Lexically constrained neural machine translation (LCNMT), which controls the translation generation with pre-specified constraints, is important in many practical applications. Current approaches to LCNMT typically assume that the pre-specified lexical constraints are contextually appropriate. This assumption limits their application to real-world scenarios where a source lexicon may have multiple target constraints, and disambiguation is needed to select the most suitable one. In this paper, we propose disambiguated LCNMT (D-LCNMT) to solve the problem.
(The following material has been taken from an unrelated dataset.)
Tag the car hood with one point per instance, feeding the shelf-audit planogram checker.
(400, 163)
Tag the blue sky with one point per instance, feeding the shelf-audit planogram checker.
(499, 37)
D-LCNMT is a robust and effective two-stage framework that disambiguates the constraints based on contexts at first, then integrates the disambiguated constraints into LCNMT. Experimental results show that our approach outperforms strong baselines including existing data augmentation based approaches on benchmark datasets, and comprehensive experiments in scenarios where a source lexicon corresponds to multiple target constraints demonstrate the constraint disambiguation superiority of our approach.